Coisas comuns hoje em dia a deixavam chocada. Por exemplo, a mãe que chega perto do bebê e, num transporte de carinho, exclama "ai, que vontade de morder!", ou "ai, que vontade de apertar!"

De minha parte, não entendo o hábito de dar "selinho" na boca do próprio filho.

Nada disso, claro, é criminoso. Exatamente porque não é, vem à tona normalmente e foi deixando de ser reprimido.

Mas na medida em que essa "sensualização", ou se quisermos essa proximidade física, se faz mais corriqueira, aí começamos a reparar mais no quanto está presente a possibilidade de se transpassar o limite que conduz ao abuso e à violência.

Estes sempre existiram, mas estavam aparentemente muito mais longe de nossos olhos.

Agora, então, tudo assume uma clareza ofuscante nos relatos dessas celebridades, dessas amigas, dessas pessoas que, afinal de contas, estão por aí, vivendo, trabalhando, amando e tendo filhos, sem que o "primeiro assédio" lhes tenha destruído irreversivelmente o funcionamento da psique.

Meu medo é que a partir de agora um evento de assédio (que sempre foi e será chocante) venha a ter consequências muito mais graves do que teve em gerações passadas. De todo modo, a vantagem é que estamos preparados para prevenir e reprimir com mais atenção.

Sartre dizia que o importante não é o que fizeram conosco, mas o que fazemos com aquilo que fizeram conosco.

Ah, também tenho um episódio de assédio para contar. O ônibus estava meio cheio, eu tinha 11 ou 12 anos, um homem se esfregou em mim. O maior "perigo", talvez, seria se eu tivesse sentido alguma coisa.

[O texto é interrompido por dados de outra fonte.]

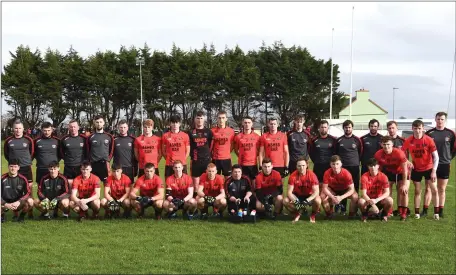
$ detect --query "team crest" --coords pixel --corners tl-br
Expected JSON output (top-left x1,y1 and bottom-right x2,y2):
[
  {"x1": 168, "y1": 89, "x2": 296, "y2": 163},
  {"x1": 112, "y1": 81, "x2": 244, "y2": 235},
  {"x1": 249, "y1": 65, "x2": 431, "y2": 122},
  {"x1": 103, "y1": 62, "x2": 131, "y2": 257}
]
[
  {"x1": 128, "y1": 143, "x2": 132, "y2": 146},
  {"x1": 52, "y1": 145, "x2": 56, "y2": 148},
  {"x1": 104, "y1": 140, "x2": 109, "y2": 144},
  {"x1": 328, "y1": 143, "x2": 332, "y2": 148},
  {"x1": 352, "y1": 144, "x2": 357, "y2": 149},
  {"x1": 80, "y1": 143, "x2": 84, "y2": 147},
  {"x1": 23, "y1": 143, "x2": 27, "y2": 147},
  {"x1": 445, "y1": 137, "x2": 450, "y2": 142}
]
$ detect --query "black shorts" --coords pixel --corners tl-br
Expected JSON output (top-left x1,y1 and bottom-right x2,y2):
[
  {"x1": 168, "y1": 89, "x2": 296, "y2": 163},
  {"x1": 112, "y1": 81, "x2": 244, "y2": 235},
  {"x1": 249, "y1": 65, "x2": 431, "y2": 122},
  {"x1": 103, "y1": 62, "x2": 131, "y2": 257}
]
[
  {"x1": 437, "y1": 164, "x2": 450, "y2": 180},
  {"x1": 293, "y1": 194, "x2": 309, "y2": 202},
  {"x1": 411, "y1": 169, "x2": 432, "y2": 182},
  {"x1": 91, "y1": 160, "x2": 110, "y2": 183},
  {"x1": 313, "y1": 163, "x2": 331, "y2": 182},
  {"x1": 138, "y1": 167, "x2": 159, "y2": 177},
  {"x1": 273, "y1": 167, "x2": 286, "y2": 178},
  {"x1": 214, "y1": 159, "x2": 232, "y2": 176},
  {"x1": 383, "y1": 170, "x2": 404, "y2": 183},
  {"x1": 64, "y1": 165, "x2": 81, "y2": 180},
  {"x1": 330, "y1": 188, "x2": 350, "y2": 196},
  {"x1": 165, "y1": 165, "x2": 188, "y2": 178},
  {"x1": 241, "y1": 165, "x2": 259, "y2": 181},
  {"x1": 191, "y1": 160, "x2": 210, "y2": 178},
  {"x1": 18, "y1": 166, "x2": 33, "y2": 183},
  {"x1": 35, "y1": 168, "x2": 49, "y2": 184},
  {"x1": 343, "y1": 165, "x2": 360, "y2": 191},
  {"x1": 121, "y1": 166, "x2": 135, "y2": 183}
]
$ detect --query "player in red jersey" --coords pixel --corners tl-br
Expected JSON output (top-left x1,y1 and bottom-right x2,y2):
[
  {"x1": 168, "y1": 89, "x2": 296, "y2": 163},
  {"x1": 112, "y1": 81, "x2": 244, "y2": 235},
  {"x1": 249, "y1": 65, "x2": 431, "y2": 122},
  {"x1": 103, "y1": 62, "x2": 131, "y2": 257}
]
[
  {"x1": 403, "y1": 120, "x2": 439, "y2": 220},
  {"x1": 134, "y1": 119, "x2": 162, "y2": 177},
  {"x1": 130, "y1": 163, "x2": 164, "y2": 219},
  {"x1": 70, "y1": 161, "x2": 101, "y2": 222},
  {"x1": 211, "y1": 110, "x2": 235, "y2": 177},
  {"x1": 234, "y1": 116, "x2": 260, "y2": 183},
  {"x1": 100, "y1": 164, "x2": 132, "y2": 219},
  {"x1": 358, "y1": 158, "x2": 393, "y2": 222},
  {"x1": 255, "y1": 158, "x2": 283, "y2": 219},
  {"x1": 374, "y1": 135, "x2": 410, "y2": 218},
  {"x1": 259, "y1": 118, "x2": 289, "y2": 179},
  {"x1": 196, "y1": 163, "x2": 226, "y2": 219},
  {"x1": 163, "y1": 160, "x2": 197, "y2": 220},
  {"x1": 162, "y1": 115, "x2": 190, "y2": 178},
  {"x1": 284, "y1": 157, "x2": 321, "y2": 224},
  {"x1": 320, "y1": 155, "x2": 358, "y2": 219}
]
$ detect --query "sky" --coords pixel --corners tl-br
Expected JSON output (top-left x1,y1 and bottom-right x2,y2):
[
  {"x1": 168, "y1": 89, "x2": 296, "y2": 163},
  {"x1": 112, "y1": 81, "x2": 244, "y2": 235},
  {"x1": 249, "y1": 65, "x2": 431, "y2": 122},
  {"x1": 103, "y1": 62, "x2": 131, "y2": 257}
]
[{"x1": 2, "y1": 1, "x2": 455, "y2": 119}]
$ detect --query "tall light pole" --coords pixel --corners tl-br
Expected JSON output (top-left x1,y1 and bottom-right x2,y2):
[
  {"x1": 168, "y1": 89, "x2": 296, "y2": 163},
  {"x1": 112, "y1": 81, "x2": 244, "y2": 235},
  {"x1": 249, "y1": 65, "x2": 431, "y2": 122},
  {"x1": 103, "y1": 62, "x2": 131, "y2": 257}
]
[
  {"x1": 136, "y1": 56, "x2": 145, "y2": 134},
  {"x1": 329, "y1": 28, "x2": 335, "y2": 124},
  {"x1": 393, "y1": 87, "x2": 399, "y2": 120},
  {"x1": 349, "y1": 6, "x2": 355, "y2": 120}
]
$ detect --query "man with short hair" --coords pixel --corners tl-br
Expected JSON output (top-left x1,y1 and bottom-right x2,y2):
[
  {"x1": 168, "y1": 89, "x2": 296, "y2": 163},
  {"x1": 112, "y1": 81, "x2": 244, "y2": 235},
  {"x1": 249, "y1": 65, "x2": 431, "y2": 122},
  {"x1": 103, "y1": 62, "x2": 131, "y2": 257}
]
[
  {"x1": 130, "y1": 163, "x2": 164, "y2": 219},
  {"x1": 1, "y1": 160, "x2": 33, "y2": 223},
  {"x1": 188, "y1": 111, "x2": 214, "y2": 193},
  {"x1": 424, "y1": 112, "x2": 456, "y2": 218},
  {"x1": 335, "y1": 120, "x2": 363, "y2": 214},
  {"x1": 70, "y1": 161, "x2": 102, "y2": 222},
  {"x1": 101, "y1": 164, "x2": 132, "y2": 219},
  {"x1": 358, "y1": 158, "x2": 393, "y2": 222},
  {"x1": 320, "y1": 155, "x2": 359, "y2": 219},
  {"x1": 86, "y1": 115, "x2": 114, "y2": 184},
  {"x1": 403, "y1": 119, "x2": 439, "y2": 220},
  {"x1": 34, "y1": 122, "x2": 61, "y2": 189},
  {"x1": 310, "y1": 120, "x2": 337, "y2": 185},
  {"x1": 211, "y1": 110, "x2": 235, "y2": 177},
  {"x1": 287, "y1": 114, "x2": 311, "y2": 174},
  {"x1": 284, "y1": 157, "x2": 321, "y2": 223},
  {"x1": 113, "y1": 120, "x2": 136, "y2": 183},
  {"x1": 386, "y1": 121, "x2": 406, "y2": 150},
  {"x1": 162, "y1": 115, "x2": 190, "y2": 177},
  {"x1": 225, "y1": 164, "x2": 255, "y2": 217},
  {"x1": 259, "y1": 118, "x2": 289, "y2": 179},
  {"x1": 234, "y1": 116, "x2": 260, "y2": 184},
  {"x1": 134, "y1": 119, "x2": 162, "y2": 177},
  {"x1": 196, "y1": 163, "x2": 226, "y2": 219},
  {"x1": 254, "y1": 158, "x2": 283, "y2": 219},
  {"x1": 163, "y1": 160, "x2": 196, "y2": 220},
  {"x1": 360, "y1": 119, "x2": 383, "y2": 175},
  {"x1": 60, "y1": 120, "x2": 87, "y2": 188},
  {"x1": 4, "y1": 120, "x2": 34, "y2": 184},
  {"x1": 34, "y1": 162, "x2": 70, "y2": 219}
]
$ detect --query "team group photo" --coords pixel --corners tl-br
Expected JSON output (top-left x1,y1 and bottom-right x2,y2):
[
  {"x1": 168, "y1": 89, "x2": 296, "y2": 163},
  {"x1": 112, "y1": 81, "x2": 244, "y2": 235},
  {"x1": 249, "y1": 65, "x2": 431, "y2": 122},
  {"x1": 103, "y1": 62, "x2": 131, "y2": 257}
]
[{"x1": 1, "y1": 1, "x2": 455, "y2": 274}]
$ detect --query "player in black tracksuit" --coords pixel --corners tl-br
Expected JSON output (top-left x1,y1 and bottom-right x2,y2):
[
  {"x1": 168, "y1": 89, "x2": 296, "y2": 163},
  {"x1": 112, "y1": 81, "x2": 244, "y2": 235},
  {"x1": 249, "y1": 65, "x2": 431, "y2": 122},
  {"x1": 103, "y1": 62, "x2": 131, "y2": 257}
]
[
  {"x1": 225, "y1": 165, "x2": 255, "y2": 214},
  {"x1": 287, "y1": 115, "x2": 311, "y2": 174},
  {"x1": 360, "y1": 119, "x2": 383, "y2": 175},
  {"x1": 87, "y1": 116, "x2": 114, "y2": 184},
  {"x1": 113, "y1": 120, "x2": 137, "y2": 183}
]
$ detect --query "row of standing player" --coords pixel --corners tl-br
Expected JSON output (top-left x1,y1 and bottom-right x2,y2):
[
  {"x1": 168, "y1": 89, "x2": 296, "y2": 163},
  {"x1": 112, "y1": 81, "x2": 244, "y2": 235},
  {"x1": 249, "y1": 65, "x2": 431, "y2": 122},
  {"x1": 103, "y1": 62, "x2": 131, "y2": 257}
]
[{"x1": 3, "y1": 111, "x2": 455, "y2": 219}]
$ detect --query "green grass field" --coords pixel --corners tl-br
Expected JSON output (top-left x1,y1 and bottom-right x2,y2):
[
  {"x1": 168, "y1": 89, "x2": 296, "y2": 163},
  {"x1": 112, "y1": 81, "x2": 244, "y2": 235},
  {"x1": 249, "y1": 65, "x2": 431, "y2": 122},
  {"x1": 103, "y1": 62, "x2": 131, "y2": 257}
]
[{"x1": 1, "y1": 145, "x2": 455, "y2": 274}]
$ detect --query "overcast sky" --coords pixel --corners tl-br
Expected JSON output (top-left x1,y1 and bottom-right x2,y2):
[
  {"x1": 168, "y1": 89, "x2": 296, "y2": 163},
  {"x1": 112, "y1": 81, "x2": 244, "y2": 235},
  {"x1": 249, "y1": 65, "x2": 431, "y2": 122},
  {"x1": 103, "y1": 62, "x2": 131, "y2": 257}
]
[{"x1": 2, "y1": 2, "x2": 455, "y2": 119}]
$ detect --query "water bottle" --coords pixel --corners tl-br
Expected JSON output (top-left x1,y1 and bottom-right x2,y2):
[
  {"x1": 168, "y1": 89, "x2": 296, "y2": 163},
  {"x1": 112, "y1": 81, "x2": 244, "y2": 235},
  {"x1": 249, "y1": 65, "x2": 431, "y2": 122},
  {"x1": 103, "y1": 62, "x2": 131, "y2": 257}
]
[{"x1": 238, "y1": 208, "x2": 243, "y2": 217}]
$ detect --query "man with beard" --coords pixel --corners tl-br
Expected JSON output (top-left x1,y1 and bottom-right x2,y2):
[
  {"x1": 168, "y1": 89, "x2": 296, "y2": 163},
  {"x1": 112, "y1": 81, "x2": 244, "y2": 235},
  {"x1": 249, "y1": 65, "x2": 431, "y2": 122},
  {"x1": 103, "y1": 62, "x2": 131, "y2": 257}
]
[
  {"x1": 234, "y1": 116, "x2": 261, "y2": 185},
  {"x1": 162, "y1": 115, "x2": 190, "y2": 177},
  {"x1": 34, "y1": 122, "x2": 61, "y2": 190},
  {"x1": 87, "y1": 115, "x2": 114, "y2": 184},
  {"x1": 287, "y1": 114, "x2": 311, "y2": 174},
  {"x1": 259, "y1": 118, "x2": 289, "y2": 180},
  {"x1": 310, "y1": 120, "x2": 337, "y2": 185},
  {"x1": 335, "y1": 120, "x2": 363, "y2": 215},
  {"x1": 360, "y1": 119, "x2": 383, "y2": 175},
  {"x1": 134, "y1": 119, "x2": 162, "y2": 177},
  {"x1": 113, "y1": 120, "x2": 136, "y2": 183},
  {"x1": 60, "y1": 120, "x2": 87, "y2": 189},
  {"x1": 423, "y1": 112, "x2": 456, "y2": 218}
]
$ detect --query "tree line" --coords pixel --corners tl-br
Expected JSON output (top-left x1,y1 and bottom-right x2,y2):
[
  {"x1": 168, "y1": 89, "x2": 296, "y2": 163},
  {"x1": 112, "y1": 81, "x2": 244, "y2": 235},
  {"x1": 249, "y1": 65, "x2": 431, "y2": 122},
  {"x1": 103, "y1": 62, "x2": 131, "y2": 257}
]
[{"x1": 1, "y1": 41, "x2": 348, "y2": 131}]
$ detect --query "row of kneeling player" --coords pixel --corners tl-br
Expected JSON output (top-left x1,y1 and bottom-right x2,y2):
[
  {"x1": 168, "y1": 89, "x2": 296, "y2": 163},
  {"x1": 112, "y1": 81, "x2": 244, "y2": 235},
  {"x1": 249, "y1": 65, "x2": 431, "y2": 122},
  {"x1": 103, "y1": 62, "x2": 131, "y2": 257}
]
[{"x1": 2, "y1": 155, "x2": 406, "y2": 224}]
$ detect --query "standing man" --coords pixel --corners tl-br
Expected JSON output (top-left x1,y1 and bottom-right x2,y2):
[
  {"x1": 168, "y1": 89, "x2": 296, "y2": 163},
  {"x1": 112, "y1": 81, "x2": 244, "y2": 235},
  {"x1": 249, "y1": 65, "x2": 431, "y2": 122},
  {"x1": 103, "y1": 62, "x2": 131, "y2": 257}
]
[
  {"x1": 234, "y1": 116, "x2": 261, "y2": 185},
  {"x1": 188, "y1": 111, "x2": 213, "y2": 193},
  {"x1": 211, "y1": 110, "x2": 235, "y2": 177},
  {"x1": 360, "y1": 119, "x2": 383, "y2": 175},
  {"x1": 4, "y1": 120, "x2": 34, "y2": 185},
  {"x1": 310, "y1": 120, "x2": 337, "y2": 185},
  {"x1": 113, "y1": 120, "x2": 136, "y2": 183},
  {"x1": 86, "y1": 115, "x2": 114, "y2": 184},
  {"x1": 162, "y1": 115, "x2": 190, "y2": 177},
  {"x1": 403, "y1": 120, "x2": 439, "y2": 220},
  {"x1": 34, "y1": 122, "x2": 61, "y2": 191},
  {"x1": 1, "y1": 160, "x2": 33, "y2": 223},
  {"x1": 386, "y1": 121, "x2": 406, "y2": 150},
  {"x1": 287, "y1": 114, "x2": 311, "y2": 174},
  {"x1": 284, "y1": 157, "x2": 321, "y2": 224},
  {"x1": 34, "y1": 162, "x2": 70, "y2": 219},
  {"x1": 60, "y1": 120, "x2": 87, "y2": 189},
  {"x1": 424, "y1": 112, "x2": 456, "y2": 218},
  {"x1": 259, "y1": 118, "x2": 289, "y2": 179},
  {"x1": 335, "y1": 120, "x2": 363, "y2": 214},
  {"x1": 134, "y1": 119, "x2": 162, "y2": 177}
]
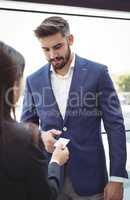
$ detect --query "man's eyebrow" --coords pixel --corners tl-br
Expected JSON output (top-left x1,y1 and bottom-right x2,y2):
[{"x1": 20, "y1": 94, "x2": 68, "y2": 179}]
[
  {"x1": 41, "y1": 46, "x2": 49, "y2": 50},
  {"x1": 41, "y1": 43, "x2": 63, "y2": 50},
  {"x1": 52, "y1": 43, "x2": 63, "y2": 49}
]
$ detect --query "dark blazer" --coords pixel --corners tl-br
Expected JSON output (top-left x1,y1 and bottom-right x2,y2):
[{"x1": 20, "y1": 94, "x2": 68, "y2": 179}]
[
  {"x1": 21, "y1": 55, "x2": 128, "y2": 196},
  {"x1": 0, "y1": 120, "x2": 60, "y2": 200}
]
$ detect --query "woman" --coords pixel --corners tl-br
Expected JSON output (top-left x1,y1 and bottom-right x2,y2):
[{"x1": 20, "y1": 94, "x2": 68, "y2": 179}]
[{"x1": 0, "y1": 41, "x2": 69, "y2": 200}]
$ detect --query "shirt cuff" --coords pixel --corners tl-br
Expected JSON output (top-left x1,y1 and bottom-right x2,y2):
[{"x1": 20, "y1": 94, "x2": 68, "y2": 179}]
[
  {"x1": 49, "y1": 159, "x2": 60, "y2": 165},
  {"x1": 109, "y1": 176, "x2": 128, "y2": 183}
]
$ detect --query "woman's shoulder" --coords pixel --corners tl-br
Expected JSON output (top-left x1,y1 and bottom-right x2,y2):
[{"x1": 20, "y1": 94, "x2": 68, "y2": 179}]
[
  {"x1": 2, "y1": 121, "x2": 43, "y2": 162},
  {"x1": 1, "y1": 120, "x2": 44, "y2": 159},
  {"x1": 0, "y1": 121, "x2": 44, "y2": 179},
  {"x1": 3, "y1": 120, "x2": 42, "y2": 148},
  {"x1": 3, "y1": 120, "x2": 32, "y2": 142}
]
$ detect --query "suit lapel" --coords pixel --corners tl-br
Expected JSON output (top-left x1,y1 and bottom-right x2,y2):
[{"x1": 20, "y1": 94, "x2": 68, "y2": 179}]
[{"x1": 64, "y1": 55, "x2": 88, "y2": 124}]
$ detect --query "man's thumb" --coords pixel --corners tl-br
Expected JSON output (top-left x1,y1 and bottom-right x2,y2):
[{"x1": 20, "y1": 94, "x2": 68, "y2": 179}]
[{"x1": 51, "y1": 130, "x2": 62, "y2": 136}]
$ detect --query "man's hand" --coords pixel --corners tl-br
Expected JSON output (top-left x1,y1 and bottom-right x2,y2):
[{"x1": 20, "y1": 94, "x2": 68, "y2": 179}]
[
  {"x1": 104, "y1": 181, "x2": 123, "y2": 200},
  {"x1": 41, "y1": 129, "x2": 62, "y2": 153}
]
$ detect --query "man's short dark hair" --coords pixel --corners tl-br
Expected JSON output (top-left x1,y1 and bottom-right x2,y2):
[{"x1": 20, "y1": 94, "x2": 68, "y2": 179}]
[{"x1": 34, "y1": 16, "x2": 70, "y2": 38}]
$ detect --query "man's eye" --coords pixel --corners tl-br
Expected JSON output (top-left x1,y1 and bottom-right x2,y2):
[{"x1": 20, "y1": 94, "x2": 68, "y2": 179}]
[{"x1": 54, "y1": 44, "x2": 62, "y2": 49}]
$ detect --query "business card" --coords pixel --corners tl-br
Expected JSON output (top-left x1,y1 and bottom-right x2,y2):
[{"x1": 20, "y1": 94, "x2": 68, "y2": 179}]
[{"x1": 54, "y1": 138, "x2": 70, "y2": 148}]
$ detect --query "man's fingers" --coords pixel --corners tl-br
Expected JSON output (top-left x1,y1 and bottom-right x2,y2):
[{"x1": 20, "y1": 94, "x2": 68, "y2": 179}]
[
  {"x1": 41, "y1": 129, "x2": 62, "y2": 153},
  {"x1": 50, "y1": 129, "x2": 62, "y2": 136},
  {"x1": 104, "y1": 191, "x2": 107, "y2": 200},
  {"x1": 48, "y1": 137, "x2": 57, "y2": 145}
]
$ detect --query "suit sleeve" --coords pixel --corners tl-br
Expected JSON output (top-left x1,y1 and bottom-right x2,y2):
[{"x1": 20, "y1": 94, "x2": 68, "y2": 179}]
[
  {"x1": 21, "y1": 78, "x2": 39, "y2": 125},
  {"x1": 26, "y1": 141, "x2": 60, "y2": 200},
  {"x1": 98, "y1": 66, "x2": 128, "y2": 178}
]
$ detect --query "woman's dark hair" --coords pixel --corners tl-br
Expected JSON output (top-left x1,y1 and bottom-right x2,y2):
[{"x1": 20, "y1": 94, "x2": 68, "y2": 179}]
[
  {"x1": 34, "y1": 16, "x2": 70, "y2": 38},
  {"x1": 0, "y1": 41, "x2": 25, "y2": 123}
]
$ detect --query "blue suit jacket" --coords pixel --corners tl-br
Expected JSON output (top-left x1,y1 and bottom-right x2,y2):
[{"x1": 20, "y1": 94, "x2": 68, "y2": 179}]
[{"x1": 21, "y1": 55, "x2": 128, "y2": 196}]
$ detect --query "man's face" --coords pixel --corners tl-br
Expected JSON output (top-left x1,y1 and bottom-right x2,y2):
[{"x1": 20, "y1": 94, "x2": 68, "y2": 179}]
[{"x1": 39, "y1": 32, "x2": 73, "y2": 70}]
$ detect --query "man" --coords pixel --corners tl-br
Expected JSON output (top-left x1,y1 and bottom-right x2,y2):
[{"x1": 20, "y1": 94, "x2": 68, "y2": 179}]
[{"x1": 21, "y1": 16, "x2": 128, "y2": 200}]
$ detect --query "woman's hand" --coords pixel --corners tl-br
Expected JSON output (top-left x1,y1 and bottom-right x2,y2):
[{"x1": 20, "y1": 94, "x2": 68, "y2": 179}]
[{"x1": 51, "y1": 144, "x2": 69, "y2": 166}]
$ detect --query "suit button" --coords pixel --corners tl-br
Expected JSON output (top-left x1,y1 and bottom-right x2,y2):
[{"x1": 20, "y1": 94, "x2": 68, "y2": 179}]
[{"x1": 63, "y1": 126, "x2": 67, "y2": 132}]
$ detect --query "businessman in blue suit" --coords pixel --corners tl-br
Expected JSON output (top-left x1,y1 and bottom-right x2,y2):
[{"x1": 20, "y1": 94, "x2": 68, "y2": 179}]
[{"x1": 21, "y1": 16, "x2": 128, "y2": 200}]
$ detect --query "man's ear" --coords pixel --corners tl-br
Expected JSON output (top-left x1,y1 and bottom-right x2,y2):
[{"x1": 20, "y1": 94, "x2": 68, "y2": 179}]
[{"x1": 68, "y1": 34, "x2": 74, "y2": 46}]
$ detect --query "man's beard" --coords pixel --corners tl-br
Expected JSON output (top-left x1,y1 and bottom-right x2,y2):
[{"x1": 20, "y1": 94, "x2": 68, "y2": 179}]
[{"x1": 49, "y1": 47, "x2": 71, "y2": 70}]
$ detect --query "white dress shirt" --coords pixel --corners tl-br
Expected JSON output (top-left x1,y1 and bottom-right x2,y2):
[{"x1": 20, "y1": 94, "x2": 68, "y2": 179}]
[{"x1": 50, "y1": 55, "x2": 75, "y2": 119}]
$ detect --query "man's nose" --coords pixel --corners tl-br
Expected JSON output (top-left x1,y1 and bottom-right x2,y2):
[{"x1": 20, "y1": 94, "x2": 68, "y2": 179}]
[{"x1": 50, "y1": 49, "x2": 57, "y2": 59}]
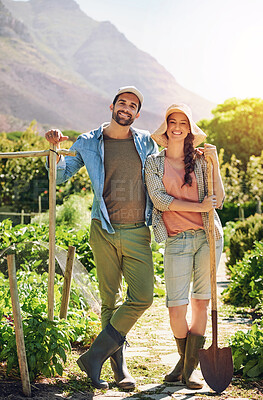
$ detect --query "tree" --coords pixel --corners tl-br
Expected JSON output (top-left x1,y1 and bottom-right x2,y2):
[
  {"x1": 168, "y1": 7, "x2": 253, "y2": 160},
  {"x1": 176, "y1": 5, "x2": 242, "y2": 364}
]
[
  {"x1": 0, "y1": 123, "x2": 48, "y2": 212},
  {"x1": 0, "y1": 123, "x2": 91, "y2": 215},
  {"x1": 198, "y1": 98, "x2": 263, "y2": 168},
  {"x1": 220, "y1": 150, "x2": 245, "y2": 203}
]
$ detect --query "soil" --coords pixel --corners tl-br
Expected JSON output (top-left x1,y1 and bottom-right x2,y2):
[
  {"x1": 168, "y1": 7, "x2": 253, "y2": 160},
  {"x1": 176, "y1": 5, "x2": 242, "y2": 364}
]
[
  {"x1": 0, "y1": 381, "x2": 76, "y2": 400},
  {"x1": 0, "y1": 376, "x2": 93, "y2": 400}
]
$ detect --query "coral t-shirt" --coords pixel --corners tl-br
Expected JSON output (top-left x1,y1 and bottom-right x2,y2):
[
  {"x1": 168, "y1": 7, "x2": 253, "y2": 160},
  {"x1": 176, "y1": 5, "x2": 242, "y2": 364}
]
[{"x1": 162, "y1": 158, "x2": 204, "y2": 236}]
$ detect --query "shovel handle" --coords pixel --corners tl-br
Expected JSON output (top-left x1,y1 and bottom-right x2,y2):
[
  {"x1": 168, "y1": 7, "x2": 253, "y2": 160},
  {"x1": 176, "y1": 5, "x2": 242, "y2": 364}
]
[{"x1": 207, "y1": 158, "x2": 218, "y2": 345}]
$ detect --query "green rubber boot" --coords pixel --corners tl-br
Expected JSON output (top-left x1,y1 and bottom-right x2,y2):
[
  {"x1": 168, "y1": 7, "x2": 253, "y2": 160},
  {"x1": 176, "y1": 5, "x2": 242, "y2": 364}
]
[
  {"x1": 110, "y1": 346, "x2": 136, "y2": 390},
  {"x1": 182, "y1": 332, "x2": 205, "y2": 389},
  {"x1": 77, "y1": 323, "x2": 125, "y2": 389},
  {"x1": 164, "y1": 337, "x2": 187, "y2": 382}
]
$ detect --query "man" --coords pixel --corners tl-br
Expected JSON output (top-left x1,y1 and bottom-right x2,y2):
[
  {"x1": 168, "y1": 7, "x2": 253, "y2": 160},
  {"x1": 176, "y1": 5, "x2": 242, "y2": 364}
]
[{"x1": 45, "y1": 86, "x2": 158, "y2": 390}]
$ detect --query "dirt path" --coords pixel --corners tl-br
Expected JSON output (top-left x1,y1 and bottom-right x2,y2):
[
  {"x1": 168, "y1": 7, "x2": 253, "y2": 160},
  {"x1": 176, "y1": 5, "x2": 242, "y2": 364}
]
[{"x1": 94, "y1": 253, "x2": 259, "y2": 400}]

Mas não; quando comecei a reparar no que estava acontecendo, o homem já tinha ido embora. Eu não estava preparado para identificar de imediato o que ele fazia. O comportamento me pareceu estranho, e eu não era inocente a ponto de desconhecer o sentido daquilo.

Era algo estranho, só isso –como se eu tivesse reparado que havia um bêbado dentro do ônibus, ou se tivesse visto alguém falando sozinho. Aquilo, de certa forma, não me disse respeito; situei a atitude do homem na "terceira pessoa", por assim dizer, sem que meu "eu" estivesse envolvido no fato.

Tanto foi assim, que não tive vergonha de contar o episódio a um colega de escola –cuja curiosidade por detalhes se manteve, também, nos níveis da normalidade.

Trauma? Acho que não, e felizmente imagino que, se alguém se dispõe a contar coisas assim publicamente, não se trata de um drama decisivo. Tanta coisa me "traumatizou" na infância... tantos vexames, tantos erros, tantas frustrações! Até os sucessos.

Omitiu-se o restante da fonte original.